1234567891011121314151617181920212223242526272829303132333435363738394041424344454647484950515253545556575859606162636465666768697071727374757677787980818283848586 |
- .TH DMAINIT 9
- .SH NAME
- dmainit, dmasetup, dmadone, dmaend, dmacount \- platform-specific DMA support
- .SH SYNOPSIS
- .ta \w'\fLushort 'u
- .B
- void dmainit(int chan)
- .PP
- .B
- long dmasetup(int chan, void *va, long len, int isread)
- .PP
- .B
- int dmadone(int chan)
- .PP
- .B
- void dmaend(int chan)
- .PP
- .B
- int dmacount(int chan)
- .PP
- .SH DESCRIPTION
- These functions manage DMA on a bus that uses ISA-style DMA controllers.
- They were originally devised for the x86 platform, but the same interface, and similar code,
- is used by other platforms that use similar controllers.
- They compensate as best they can for the limitations of older DMA implementations
- (eg, alignment, boundary and length restrictions).

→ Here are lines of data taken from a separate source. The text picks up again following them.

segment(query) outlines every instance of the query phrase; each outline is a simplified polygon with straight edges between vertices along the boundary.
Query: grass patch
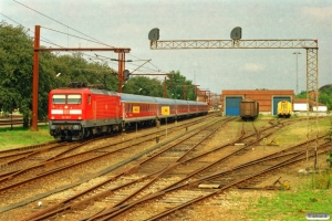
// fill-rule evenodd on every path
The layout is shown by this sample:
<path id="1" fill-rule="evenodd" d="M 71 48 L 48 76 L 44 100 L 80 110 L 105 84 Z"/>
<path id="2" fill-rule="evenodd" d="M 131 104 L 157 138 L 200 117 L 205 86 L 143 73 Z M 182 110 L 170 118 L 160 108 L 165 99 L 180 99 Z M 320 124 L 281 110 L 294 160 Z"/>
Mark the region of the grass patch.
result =
<path id="1" fill-rule="evenodd" d="M 246 211 L 251 220 L 307 220 L 307 213 L 332 214 L 332 170 L 308 176 L 297 191 L 279 192 L 273 198 L 260 197 Z M 330 189 L 328 189 L 328 188 Z"/>
<path id="2" fill-rule="evenodd" d="M 49 133 L 48 125 L 42 125 L 38 128 L 38 131 L 32 131 L 23 127 L 13 127 L 12 130 L 10 127 L 0 128 L 0 150 L 54 140 Z"/>

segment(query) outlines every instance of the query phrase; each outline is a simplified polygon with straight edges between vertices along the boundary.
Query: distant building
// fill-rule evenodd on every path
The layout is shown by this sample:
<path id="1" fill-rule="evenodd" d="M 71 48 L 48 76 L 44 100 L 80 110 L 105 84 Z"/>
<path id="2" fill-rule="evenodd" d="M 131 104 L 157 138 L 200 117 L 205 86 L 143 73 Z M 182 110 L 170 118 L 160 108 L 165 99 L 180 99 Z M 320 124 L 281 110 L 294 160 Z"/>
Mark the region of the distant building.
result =
<path id="1" fill-rule="evenodd" d="M 221 108 L 224 115 L 238 116 L 242 98 L 251 98 L 259 103 L 259 113 L 263 115 L 277 115 L 277 104 L 280 101 L 292 103 L 293 90 L 225 90 L 221 91 Z"/>

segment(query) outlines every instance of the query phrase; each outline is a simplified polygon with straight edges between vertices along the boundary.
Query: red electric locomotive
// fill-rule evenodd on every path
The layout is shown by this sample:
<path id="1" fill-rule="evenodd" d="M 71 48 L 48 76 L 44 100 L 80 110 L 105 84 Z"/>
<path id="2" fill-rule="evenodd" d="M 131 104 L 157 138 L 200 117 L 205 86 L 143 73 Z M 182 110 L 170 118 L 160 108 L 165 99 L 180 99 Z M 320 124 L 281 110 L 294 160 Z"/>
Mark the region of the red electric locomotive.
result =
<path id="1" fill-rule="evenodd" d="M 69 88 L 50 92 L 50 134 L 54 138 L 82 139 L 121 128 L 121 97 L 115 92 L 86 86 L 71 83 Z"/>

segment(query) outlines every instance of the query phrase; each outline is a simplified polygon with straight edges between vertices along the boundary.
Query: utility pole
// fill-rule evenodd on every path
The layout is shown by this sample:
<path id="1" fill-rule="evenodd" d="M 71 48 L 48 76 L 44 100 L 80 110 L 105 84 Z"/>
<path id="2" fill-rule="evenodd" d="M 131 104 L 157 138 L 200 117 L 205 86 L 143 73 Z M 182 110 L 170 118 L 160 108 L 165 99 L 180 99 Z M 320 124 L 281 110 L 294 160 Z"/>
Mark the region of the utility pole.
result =
<path id="1" fill-rule="evenodd" d="M 299 61 L 298 55 L 301 54 L 300 52 L 294 52 L 293 54 L 297 55 L 297 94 L 299 94 Z"/>

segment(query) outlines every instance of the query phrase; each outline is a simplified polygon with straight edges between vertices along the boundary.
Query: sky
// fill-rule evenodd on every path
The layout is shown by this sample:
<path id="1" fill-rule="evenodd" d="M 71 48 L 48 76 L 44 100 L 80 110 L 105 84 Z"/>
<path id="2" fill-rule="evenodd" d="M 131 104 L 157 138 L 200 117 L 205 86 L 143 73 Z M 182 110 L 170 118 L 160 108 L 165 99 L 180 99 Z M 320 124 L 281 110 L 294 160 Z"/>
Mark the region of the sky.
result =
<path id="1" fill-rule="evenodd" d="M 158 28 L 159 40 L 230 40 L 231 30 L 241 27 L 242 40 L 312 39 L 319 45 L 319 87 L 332 84 L 332 0 L 1 0 L 0 19 L 23 25 L 31 36 L 34 27 L 41 25 L 44 46 L 102 48 L 96 42 L 103 42 L 129 48 L 126 60 L 133 62 L 126 69 L 131 72 L 179 71 L 200 90 L 216 94 L 222 90 L 305 91 L 307 51 L 151 50 L 148 32 Z M 117 59 L 114 52 L 84 57 L 94 54 Z M 108 65 L 117 70 L 116 62 Z M 163 75 L 149 77 L 164 80 Z"/>

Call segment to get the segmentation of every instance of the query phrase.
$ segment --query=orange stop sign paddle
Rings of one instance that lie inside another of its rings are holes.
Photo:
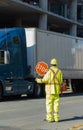
[[[43,61],[38,62],[35,68],[36,72],[41,76],[46,74],[46,72],[48,71],[48,65]]]

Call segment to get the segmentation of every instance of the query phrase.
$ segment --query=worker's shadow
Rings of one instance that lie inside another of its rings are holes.
[[[83,116],[74,116],[74,117],[69,118],[69,119],[60,120],[60,122],[63,122],[63,121],[71,121],[71,120],[83,120]]]

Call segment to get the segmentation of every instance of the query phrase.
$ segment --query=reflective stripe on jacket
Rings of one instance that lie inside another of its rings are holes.
[[[63,82],[63,77],[62,77],[62,72],[61,70],[56,67],[52,66],[50,67],[49,71],[44,75],[43,79],[41,80],[42,83],[45,83],[45,91],[46,94],[59,94],[60,93],[60,84],[58,83],[57,79],[53,79],[54,73],[52,70],[56,73],[58,70],[58,73],[56,77],[59,80],[59,83],[62,84]]]

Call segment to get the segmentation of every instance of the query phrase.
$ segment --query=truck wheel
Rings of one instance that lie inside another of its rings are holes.
[[[35,96],[37,98],[41,97],[41,93],[42,93],[42,87],[40,84],[35,84]]]
[[[3,90],[2,90],[2,84],[0,83],[0,101],[3,98]]]

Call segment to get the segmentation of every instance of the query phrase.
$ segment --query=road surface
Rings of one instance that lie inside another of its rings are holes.
[[[0,102],[0,130],[82,130],[83,94],[66,94],[60,100],[60,122],[45,119],[45,98],[7,99]]]

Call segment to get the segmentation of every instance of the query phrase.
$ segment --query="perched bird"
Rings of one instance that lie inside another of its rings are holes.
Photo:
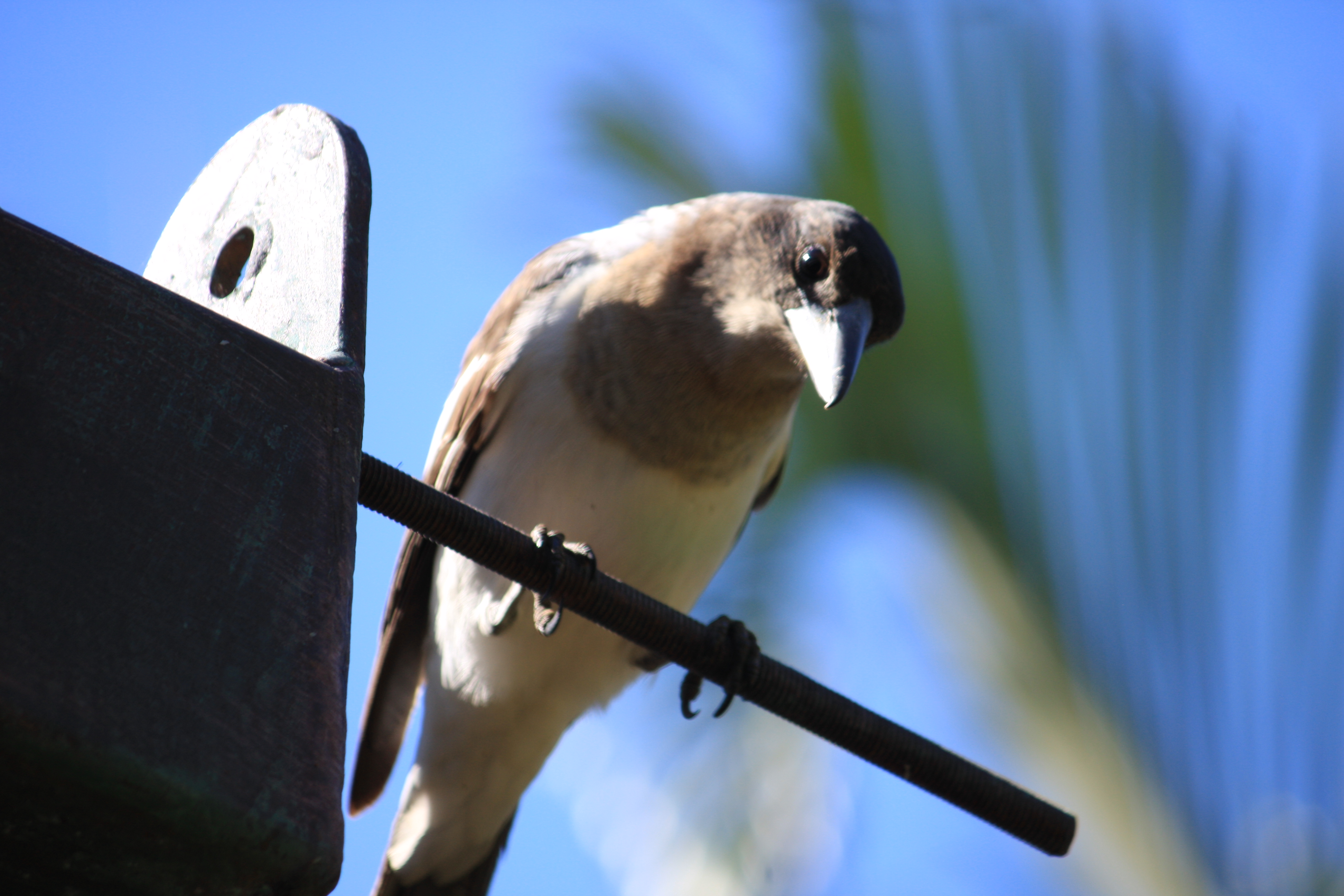
[[[688,611],[784,472],[810,375],[827,407],[905,304],[878,231],[832,201],[724,193],[552,246],[466,348],[425,481]],[[382,793],[425,723],[378,896],[480,895],[556,740],[659,665],[578,617],[532,625],[516,584],[407,533],[351,783]]]

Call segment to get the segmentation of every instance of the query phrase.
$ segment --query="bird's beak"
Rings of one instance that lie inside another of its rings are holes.
[[[793,339],[802,349],[808,375],[827,407],[835,406],[859,369],[859,356],[872,326],[872,305],[857,298],[839,308],[804,302],[784,313]]]

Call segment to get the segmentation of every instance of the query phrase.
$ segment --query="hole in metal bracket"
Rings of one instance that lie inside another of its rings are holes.
[[[230,236],[224,247],[219,250],[215,270],[210,274],[211,296],[223,298],[238,289],[238,278],[243,275],[243,267],[247,266],[247,258],[251,255],[253,239],[251,227],[243,227]]]

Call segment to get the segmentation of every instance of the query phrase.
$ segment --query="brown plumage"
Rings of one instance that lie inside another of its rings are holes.
[[[649,210],[552,246],[509,285],[425,480],[587,541],[605,571],[689,610],[778,485],[805,376],[835,403],[902,312],[890,251],[845,206],[730,193]],[[656,665],[578,618],[543,638],[521,598],[402,543],[351,785],[352,813],[378,798],[423,684],[380,896],[484,893],[563,729]]]

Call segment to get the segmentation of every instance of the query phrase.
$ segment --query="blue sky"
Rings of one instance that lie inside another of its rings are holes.
[[[1337,7],[1133,9],[1165,35],[1156,46],[1177,62],[1191,102],[1254,134],[1259,152],[1337,141]],[[138,271],[233,133],[286,102],[340,117],[374,172],[366,450],[414,470],[462,348],[527,258],[648,199],[585,156],[570,118],[585,85],[634,75],[675,85],[749,167],[786,169],[810,102],[810,59],[797,39],[806,21],[770,3],[9,1],[0,5],[0,207]],[[398,537],[362,510],[351,736]],[[664,703],[669,681],[653,690]],[[613,719],[648,695],[632,692]],[[880,786],[851,783],[860,794]],[[398,787],[348,825],[339,893],[367,892]],[[528,795],[495,892],[616,892],[575,834],[571,797],[554,782]],[[851,818],[871,836],[898,833],[875,803],[855,806]]]

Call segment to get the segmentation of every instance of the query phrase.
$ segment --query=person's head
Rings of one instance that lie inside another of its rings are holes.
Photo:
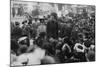
[[[44,23],[44,19],[40,19],[40,23]]]
[[[18,54],[23,54],[27,52],[28,47],[26,45],[20,46],[19,50],[18,50]]]
[[[58,17],[57,17],[57,13],[51,13],[51,19],[57,19]]]
[[[23,21],[22,24],[25,25],[27,23],[27,20]]]

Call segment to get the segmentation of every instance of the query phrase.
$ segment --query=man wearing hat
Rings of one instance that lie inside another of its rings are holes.
[[[56,13],[51,13],[50,20],[47,23],[47,36],[53,37],[54,39],[58,38],[58,23]]]

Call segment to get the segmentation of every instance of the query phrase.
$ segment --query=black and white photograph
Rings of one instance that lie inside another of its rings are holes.
[[[95,5],[10,0],[10,66],[95,62]]]

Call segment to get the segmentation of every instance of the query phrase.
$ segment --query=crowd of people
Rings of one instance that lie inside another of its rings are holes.
[[[95,61],[95,13],[11,22],[11,66]]]

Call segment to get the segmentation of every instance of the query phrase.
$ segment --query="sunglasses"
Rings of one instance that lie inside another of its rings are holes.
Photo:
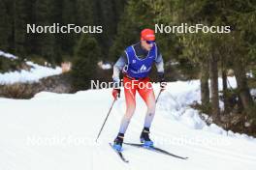
[[[146,42],[147,44],[152,44],[152,43],[155,42],[155,41],[145,41],[145,42]]]

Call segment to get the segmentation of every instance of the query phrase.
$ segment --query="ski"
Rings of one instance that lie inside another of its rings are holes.
[[[123,156],[123,155],[122,155],[121,152],[116,151],[116,150],[113,148],[113,146],[112,146],[112,143],[110,143],[110,146],[111,146],[112,149],[112,150],[113,150],[113,151],[119,156],[119,157],[121,158],[121,160],[122,160],[123,162],[125,162],[125,163],[128,163],[128,162],[129,162],[129,160],[127,160],[127,159],[124,158],[124,156]]]
[[[183,156],[176,156],[176,155],[174,155],[172,153],[169,153],[165,150],[162,150],[160,148],[157,148],[157,147],[144,147],[144,144],[137,144],[137,143],[126,143],[124,142],[124,144],[126,145],[130,145],[130,146],[134,146],[134,147],[137,147],[137,148],[144,148],[144,149],[146,149],[146,150],[149,150],[149,151],[153,151],[153,152],[156,152],[156,153],[160,153],[160,154],[164,154],[164,155],[167,155],[167,156],[174,156],[174,157],[176,157],[176,158],[181,158],[181,159],[187,159],[188,157],[183,157]]]

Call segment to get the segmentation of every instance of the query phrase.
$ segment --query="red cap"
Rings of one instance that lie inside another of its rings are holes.
[[[141,32],[142,41],[155,41],[154,30],[145,28]]]

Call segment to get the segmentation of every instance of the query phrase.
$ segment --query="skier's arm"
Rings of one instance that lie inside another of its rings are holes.
[[[119,59],[113,66],[113,70],[112,70],[113,82],[117,82],[117,83],[120,82],[119,75],[126,64],[127,64],[127,57],[126,54],[123,52],[123,54],[119,57]]]
[[[164,90],[167,83],[165,81],[164,60],[162,54],[159,51],[157,52],[157,57],[155,59],[155,66],[157,70],[158,79],[160,82],[160,87],[162,90]]]
[[[156,67],[158,75],[163,75],[165,72],[165,69],[164,69],[164,60],[163,60],[161,53],[158,53],[155,59],[155,67]]]

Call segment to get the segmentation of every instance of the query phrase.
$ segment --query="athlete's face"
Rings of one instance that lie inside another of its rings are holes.
[[[149,41],[141,41],[141,44],[142,44],[142,46],[145,49],[145,50],[147,50],[147,51],[149,51],[152,47],[153,47],[153,42],[149,42]]]

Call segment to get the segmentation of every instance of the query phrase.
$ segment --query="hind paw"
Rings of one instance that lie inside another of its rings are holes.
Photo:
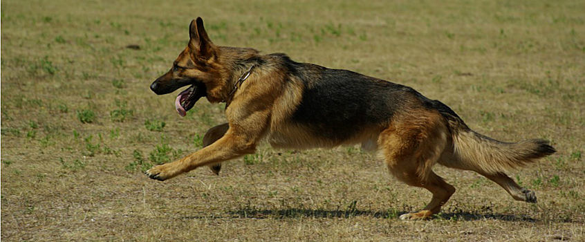
[[[523,188],[522,194],[524,195],[524,201],[530,203],[537,203],[536,194],[534,192]]]

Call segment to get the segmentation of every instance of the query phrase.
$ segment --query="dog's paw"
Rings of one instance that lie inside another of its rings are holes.
[[[537,203],[536,194],[534,192],[523,188],[522,194],[524,195],[524,201],[526,203]]]
[[[176,176],[172,170],[173,167],[169,163],[154,167],[146,171],[145,174],[151,179],[165,180]]]
[[[427,220],[431,218],[433,214],[428,210],[423,210],[419,212],[413,212],[409,214],[404,214],[400,215],[400,220]]]

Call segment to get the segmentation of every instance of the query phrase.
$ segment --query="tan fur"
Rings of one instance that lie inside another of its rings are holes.
[[[452,153],[441,159],[447,167],[486,174],[511,171],[544,156],[535,140],[504,143],[487,138],[471,130],[461,130],[452,136]]]
[[[295,122],[291,118],[303,100],[304,86],[287,73],[276,57],[260,55],[253,49],[214,45],[201,19],[192,22],[189,35],[187,47],[174,64],[185,68],[171,68],[156,82],[168,84],[185,78],[203,82],[210,102],[226,102],[228,123],[210,129],[201,150],[149,169],[147,174],[151,178],[167,180],[205,165],[218,174],[221,162],[254,153],[263,139],[275,147],[295,149],[361,143],[364,149],[378,151],[398,180],[433,194],[423,210],[403,214],[401,218],[428,218],[440,212],[455,192],[453,186],[432,171],[438,162],[475,171],[501,185],[514,199],[536,202],[533,192],[519,187],[503,171],[554,153],[543,140],[504,143],[492,140],[470,129],[448,107],[440,105],[444,104],[414,95],[401,96],[404,102],[395,113],[389,114],[387,120],[360,127],[349,137],[335,140],[315,136],[310,131],[311,124],[307,124],[310,122]],[[231,95],[254,58],[265,64],[254,67]]]

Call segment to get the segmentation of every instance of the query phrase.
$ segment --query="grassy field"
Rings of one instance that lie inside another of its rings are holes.
[[[579,0],[3,1],[0,238],[585,241],[584,12]],[[174,95],[149,89],[198,16],[216,44],[412,86],[501,140],[550,140],[557,153],[510,174],[539,203],[437,166],[457,192],[436,218],[402,221],[430,193],[358,147],[265,144],[219,176],[148,179],[225,122],[223,104],[182,118]]]

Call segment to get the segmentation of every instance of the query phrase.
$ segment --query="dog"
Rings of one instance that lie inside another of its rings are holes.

- There are 8 DMA channels:
- 0 to 3 are byte-oriented; 4 to 7 are word-oriented (16-bit words).
- .PP
- .I Dmainit
- must be called early in a driver's initialisation to prepare
- .I chan
- for use.
- Amongst other things, it allocates a page-sized buffer to help circumvent hardware
- restrictions on DMA addressing.
- .PP
- .I Dmasetup
- prepares DMA channel
- .IR chan
- for a transfer between a device configured to use it
- and the virtual address
- .IR va .
- (The transfer is started by issuing a command to the device.)
- If
- .I va
- lies outside the kernel address space,
- the transfer crosses a 64k boundary,
- or exceeds the 16 Mbyte limit imposed by some DMA controllers,
- the transfer will be split into page-sized transfers using the buffer previously allocated by
- .IR dmainit .
- If
- .I isread
- is true (non-zero), data is to be transferred from
- .I chan
- to
- .IR va ;
- if false, data is transferred from
- .I va
- to
- .IR chan .
- In all cases,
- .I dmasetup
- returns the number of bytes to be transferred.
- That value (rather than
- .IR len )
- must be given to the device in the read or write request that starts the transfer.
- .PP
- .I Dmadone
- returns true (non-zero) if
- .I chan
- is idle.
- .PP
- .I Dmaend
- must be called at the end of every DMA operation.
- It disables
- .IR chan ,
- preventing further access to the previously associated memory and,
- if a low-memory buffer was required for input, transfers its contents
- to the appropriate part of the target buffer.
- .PP
- .I Dmacount
- returns the number of bytes that were last transferred by channel
- .IR chan .
- The count is always even for word-oriented DMA channels.